Depression became my best friend. Though, I didn’t get depressed until I was told I was going to die in less than a year. I stayed positive. I stayed optimistic until the doctors ran out of options for me. The tumor was too invasive to operate on. The chemo and radiation weren’t working, it was only making me sick. The clinical trial would only buy me time. Cyber knife worked until the tumor just grew again. Option after option and all I ended up with was this disappointing feeling that nothing would ever feel okay again. They told me to go live my life and so that’s what I did, and as proud as I’ll always be for taking that step, that’s when my depression really started to kick in. I wanted to sleep all the time. Crying became a usual for me every single night.

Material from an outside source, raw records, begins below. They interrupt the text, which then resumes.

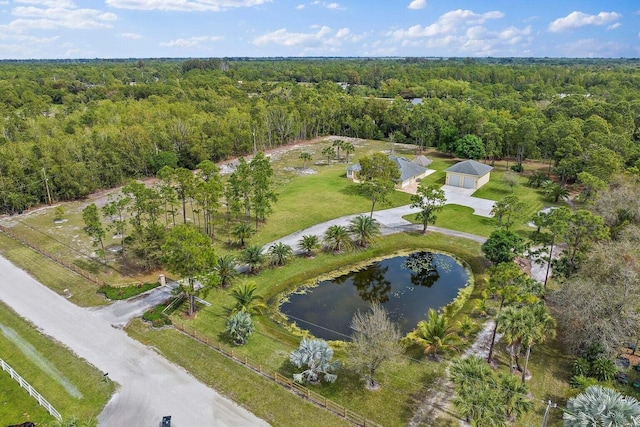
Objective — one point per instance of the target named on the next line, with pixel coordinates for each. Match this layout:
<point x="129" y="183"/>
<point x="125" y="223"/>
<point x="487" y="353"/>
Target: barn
<point x="468" y="174"/>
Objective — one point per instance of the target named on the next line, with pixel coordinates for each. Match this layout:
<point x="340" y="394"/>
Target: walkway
<point x="150" y="386"/>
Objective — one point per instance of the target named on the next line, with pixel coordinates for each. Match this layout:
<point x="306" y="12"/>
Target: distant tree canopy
<point x="76" y="127"/>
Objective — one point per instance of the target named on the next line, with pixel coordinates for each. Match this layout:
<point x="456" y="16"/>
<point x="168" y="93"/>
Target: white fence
<point x="32" y="391"/>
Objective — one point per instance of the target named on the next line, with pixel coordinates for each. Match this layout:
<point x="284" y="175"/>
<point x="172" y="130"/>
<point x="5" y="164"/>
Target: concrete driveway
<point x="150" y="386"/>
<point x="463" y="197"/>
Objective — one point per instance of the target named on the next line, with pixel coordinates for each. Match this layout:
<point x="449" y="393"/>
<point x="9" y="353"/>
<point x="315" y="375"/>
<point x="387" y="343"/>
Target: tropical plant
<point x="601" y="406"/>
<point x="189" y="253"/>
<point x="309" y="243"/>
<point x="315" y="355"/>
<point x="242" y="231"/>
<point x="435" y="334"/>
<point x="253" y="257"/>
<point x="305" y="156"/>
<point x="348" y="148"/>
<point x="247" y="300"/>
<point x="329" y="153"/>
<point x="279" y="253"/>
<point x="430" y="200"/>
<point x="554" y="191"/>
<point x="364" y="229"/>
<point x="375" y="339"/>
<point x="337" y="239"/>
<point x="239" y="327"/>
<point x="537" y="179"/>
<point x="226" y="269"/>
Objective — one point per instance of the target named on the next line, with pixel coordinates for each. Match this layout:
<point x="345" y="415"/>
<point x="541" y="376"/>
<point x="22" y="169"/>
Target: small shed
<point x="468" y="174"/>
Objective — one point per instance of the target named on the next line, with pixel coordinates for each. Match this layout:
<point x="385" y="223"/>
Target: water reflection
<point x="407" y="286"/>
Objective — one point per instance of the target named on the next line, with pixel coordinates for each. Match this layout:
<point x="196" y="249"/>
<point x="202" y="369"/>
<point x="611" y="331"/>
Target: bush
<point x="125" y="292"/>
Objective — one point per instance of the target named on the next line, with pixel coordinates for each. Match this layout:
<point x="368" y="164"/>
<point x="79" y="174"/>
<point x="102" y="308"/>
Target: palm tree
<point x="253" y="257"/>
<point x="239" y="327"/>
<point x="247" y="300"/>
<point x="542" y="326"/>
<point x="514" y="396"/>
<point x="309" y="243"/>
<point x="513" y="322"/>
<point x="315" y="355"/>
<point x="329" y="153"/>
<point x="305" y="156"/>
<point x="338" y="144"/>
<point x="364" y="229"/>
<point x="226" y="269"/>
<point x="336" y="238"/>
<point x="348" y="148"/>
<point x="554" y="191"/>
<point x="601" y="406"/>
<point x="242" y="232"/>
<point x="279" y="253"/>
<point x="435" y="334"/>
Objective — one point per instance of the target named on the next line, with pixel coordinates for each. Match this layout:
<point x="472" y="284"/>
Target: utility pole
<point x="46" y="185"/>
<point x="550" y="404"/>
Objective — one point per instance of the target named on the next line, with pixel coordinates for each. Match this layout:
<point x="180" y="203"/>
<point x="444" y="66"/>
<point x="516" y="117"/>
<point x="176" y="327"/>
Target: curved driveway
<point x="150" y="386"/>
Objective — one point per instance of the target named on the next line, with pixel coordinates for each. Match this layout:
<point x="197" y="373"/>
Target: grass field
<point x="73" y="387"/>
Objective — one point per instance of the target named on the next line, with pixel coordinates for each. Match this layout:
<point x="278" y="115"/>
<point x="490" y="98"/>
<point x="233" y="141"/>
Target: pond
<point x="406" y="286"/>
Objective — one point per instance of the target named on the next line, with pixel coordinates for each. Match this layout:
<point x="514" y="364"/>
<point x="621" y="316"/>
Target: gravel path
<point x="150" y="387"/>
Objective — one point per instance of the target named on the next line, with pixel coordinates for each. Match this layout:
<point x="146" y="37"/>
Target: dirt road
<point x="150" y="386"/>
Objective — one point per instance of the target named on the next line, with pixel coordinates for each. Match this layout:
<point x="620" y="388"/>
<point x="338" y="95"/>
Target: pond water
<point x="406" y="286"/>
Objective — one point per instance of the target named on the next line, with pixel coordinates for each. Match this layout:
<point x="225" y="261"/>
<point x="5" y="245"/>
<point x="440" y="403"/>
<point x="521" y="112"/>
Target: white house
<point x="468" y="174"/>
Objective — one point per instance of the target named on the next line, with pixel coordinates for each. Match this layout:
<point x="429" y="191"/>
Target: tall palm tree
<point x="226" y="269"/>
<point x="337" y="239"/>
<point x="253" y="257"/>
<point x="279" y="253"/>
<point x="242" y="232"/>
<point x="601" y="406"/>
<point x="329" y="153"/>
<point x="513" y="322"/>
<point x="309" y="243"/>
<point x="315" y="355"/>
<point x="247" y="300"/>
<point x="543" y="326"/>
<point x="239" y="327"/>
<point x="364" y="229"/>
<point x="305" y="156"/>
<point x="435" y="334"/>
<point x="348" y="148"/>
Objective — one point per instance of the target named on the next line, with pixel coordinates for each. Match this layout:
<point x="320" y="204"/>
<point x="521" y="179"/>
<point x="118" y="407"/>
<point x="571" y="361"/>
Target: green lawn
<point x="72" y="386"/>
<point x="270" y="345"/>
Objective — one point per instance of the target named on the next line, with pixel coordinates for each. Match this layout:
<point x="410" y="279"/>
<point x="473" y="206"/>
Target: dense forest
<point x="69" y="128"/>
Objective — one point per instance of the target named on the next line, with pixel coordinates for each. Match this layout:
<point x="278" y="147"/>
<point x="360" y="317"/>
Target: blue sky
<point x="48" y="29"/>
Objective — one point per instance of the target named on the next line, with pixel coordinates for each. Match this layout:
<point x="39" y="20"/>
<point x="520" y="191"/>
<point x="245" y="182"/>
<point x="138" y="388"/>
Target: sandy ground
<point x="150" y="387"/>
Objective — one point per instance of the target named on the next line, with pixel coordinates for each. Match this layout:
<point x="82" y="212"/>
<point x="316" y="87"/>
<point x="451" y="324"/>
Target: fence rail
<point x="32" y="391"/>
<point x="281" y="380"/>
<point x="54" y="258"/>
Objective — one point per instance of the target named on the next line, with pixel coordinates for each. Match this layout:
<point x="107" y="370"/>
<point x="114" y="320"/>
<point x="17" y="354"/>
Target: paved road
<point x="150" y="386"/>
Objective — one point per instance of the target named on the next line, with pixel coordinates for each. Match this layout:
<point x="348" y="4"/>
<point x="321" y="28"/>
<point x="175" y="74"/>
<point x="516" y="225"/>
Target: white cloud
<point x="417" y="4"/>
<point x="133" y="36"/>
<point x="579" y="19"/>
<point x="50" y="3"/>
<point x="184" y="5"/>
<point x="321" y="40"/>
<point x="199" y="42"/>
<point x="448" y="23"/>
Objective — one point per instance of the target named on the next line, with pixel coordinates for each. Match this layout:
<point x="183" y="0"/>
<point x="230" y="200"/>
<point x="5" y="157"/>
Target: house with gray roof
<point x="410" y="172"/>
<point x="468" y="174"/>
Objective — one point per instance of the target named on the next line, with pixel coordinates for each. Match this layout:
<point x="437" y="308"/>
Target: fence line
<point x="53" y="258"/>
<point x="32" y="391"/>
<point x="281" y="380"/>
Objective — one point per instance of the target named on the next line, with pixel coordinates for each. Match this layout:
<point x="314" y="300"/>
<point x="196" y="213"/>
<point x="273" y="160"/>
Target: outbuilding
<point x="468" y="174"/>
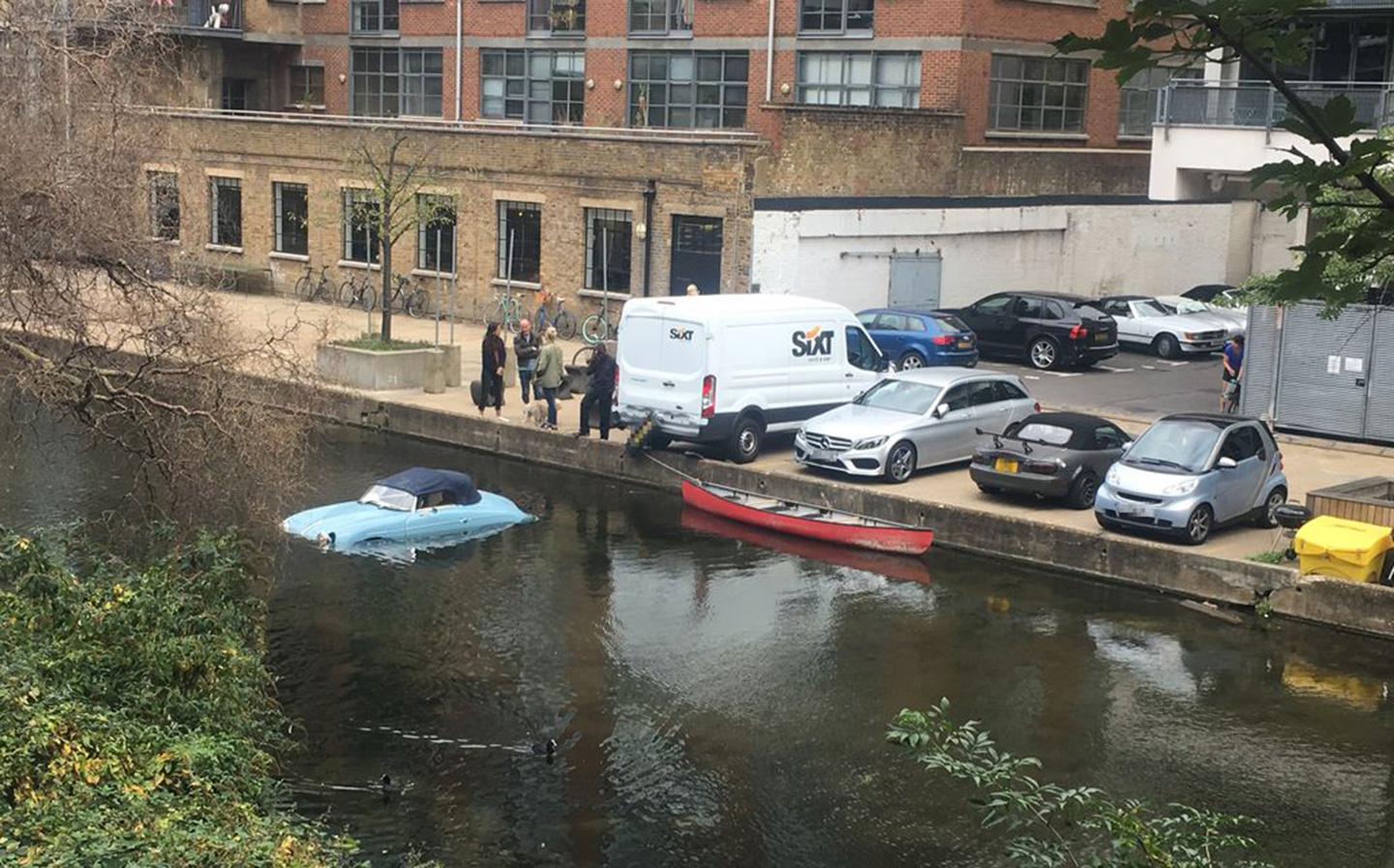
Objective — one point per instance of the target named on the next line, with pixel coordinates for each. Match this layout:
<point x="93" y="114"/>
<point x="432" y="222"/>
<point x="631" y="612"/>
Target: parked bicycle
<point x="357" y="291"/>
<point x="411" y="297"/>
<point x="560" y="317"/>
<point x="308" y="288"/>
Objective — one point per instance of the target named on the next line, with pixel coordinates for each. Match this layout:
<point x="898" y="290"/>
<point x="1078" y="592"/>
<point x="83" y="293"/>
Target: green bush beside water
<point x="136" y="725"/>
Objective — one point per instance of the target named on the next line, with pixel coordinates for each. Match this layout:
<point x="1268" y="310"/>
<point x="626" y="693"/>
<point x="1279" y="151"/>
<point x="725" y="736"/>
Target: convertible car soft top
<point x="423" y="481"/>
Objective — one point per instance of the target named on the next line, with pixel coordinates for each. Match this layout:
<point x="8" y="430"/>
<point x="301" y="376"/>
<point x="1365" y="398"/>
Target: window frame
<point x="216" y="211"/>
<point x="279" y="234"/>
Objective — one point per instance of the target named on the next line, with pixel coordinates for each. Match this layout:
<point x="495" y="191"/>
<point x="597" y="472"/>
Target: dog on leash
<point x="535" y="414"/>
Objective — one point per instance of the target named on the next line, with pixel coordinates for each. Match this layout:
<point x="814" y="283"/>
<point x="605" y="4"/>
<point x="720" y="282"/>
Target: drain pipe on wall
<point x="650" y="193"/>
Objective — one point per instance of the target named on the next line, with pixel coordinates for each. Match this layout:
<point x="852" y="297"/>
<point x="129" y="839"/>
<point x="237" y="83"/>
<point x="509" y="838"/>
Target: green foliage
<point x="136" y="716"/>
<point x="1052" y="825"/>
<point x="376" y="343"/>
<point x="1349" y="187"/>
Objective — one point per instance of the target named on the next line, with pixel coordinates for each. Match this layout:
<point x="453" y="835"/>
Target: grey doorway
<point x="915" y="281"/>
<point x="696" y="255"/>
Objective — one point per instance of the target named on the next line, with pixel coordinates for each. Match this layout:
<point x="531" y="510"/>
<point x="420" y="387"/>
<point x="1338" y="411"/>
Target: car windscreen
<point x="389" y="497"/>
<point x="1050" y="434"/>
<point x="900" y="396"/>
<point x="1177" y="445"/>
<point x="950" y="323"/>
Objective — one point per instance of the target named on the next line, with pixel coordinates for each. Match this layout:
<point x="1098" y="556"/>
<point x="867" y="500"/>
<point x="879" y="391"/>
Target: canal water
<point x="721" y="699"/>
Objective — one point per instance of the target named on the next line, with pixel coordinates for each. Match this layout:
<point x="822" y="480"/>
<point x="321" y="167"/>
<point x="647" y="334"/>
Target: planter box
<point x="374" y="371"/>
<point x="1369" y="500"/>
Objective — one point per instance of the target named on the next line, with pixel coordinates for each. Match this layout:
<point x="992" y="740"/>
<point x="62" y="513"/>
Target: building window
<point x="363" y="214"/>
<point x="374" y="15"/>
<point x="827" y="16"/>
<point x="859" y="78"/>
<point x="703" y="89"/>
<point x="1038" y="94"/>
<point x="164" y="205"/>
<point x="1137" y="98"/>
<point x="436" y="233"/>
<point x="307" y="85"/>
<point x="608" y="249"/>
<point x="659" y="16"/>
<point x="538" y="86"/>
<point x="237" y="94"/>
<point x="520" y="241"/>
<point x="388" y="82"/>
<point x="291" y="218"/>
<point x="557" y="16"/>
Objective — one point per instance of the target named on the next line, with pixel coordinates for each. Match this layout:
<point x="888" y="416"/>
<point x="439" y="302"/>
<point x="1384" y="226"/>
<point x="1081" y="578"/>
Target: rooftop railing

I couldn’t see past the cancer. I couldn’t see past the cloud that now lived above my head. It was exhausting. It was overwhelming, and it took control over my life. I was scared and worried that I was going to die, that eventually I forgot to live what could be the last moments of it. Even now, I get these moments of constant worry that everything is just going to fall apart. The depression can get bad, and it’s terrifying in this position, but I’ve also learned that I can’t stop living my life because I’m scared I’m doing to die. I have to make the most of whatever time that I do have left. Whether that’s a year, five years, or sixty years, I want to be able to reach the end and say I lived.

Acceptance
Even though I was diagnosed with cancer almost a year ago, I didn’t reach acceptance until about one week ago. I had finally hit where I believe to be rock bottom was. I had finally fallen apart to the point where I was all alone, mostly from my own doings, but even so, it was terrifying. I looked around at my life and I just seen it unraveling. It was scary, and I looked back on my life and asked myself is this it? Is this all there is? Is this really how my story is going to end? So I took a deep breath, and for the first time since I was diagnosed, I allowed myself to grieve for it. I allowed myself to be the girl who had cancer. I allowed myself to show all the emotion I’d been hiding away for so long and just accepted it. I have cancer. It was in that moment that I realized that I know had two options. I could either sit there or continue to be depressed. I could live out what could be my final days being alone, being sad, and having no one there to tell me that everything would be okay, or I could get up. I could try better. I could start the day trying to be positive because eventually if I started there, I’d make it there for real. For the first time in two hundred and ninety nine days I had just got over all my fears, all my depression, all the sadness, all the disappointments, and for the first time I just sat there and accepted it. I accepted it because I couldn’t change it. No matter what I did, no matter how hard I tried I wasn’t going to get rid of the cancer, so I chose in that moment to embrace it. I chose to embrace my life because if I didn’t I wasn’t ever going to live life to the fullest, and in the end that’s all I really want to do. I want to say I lived. So that’s my plan.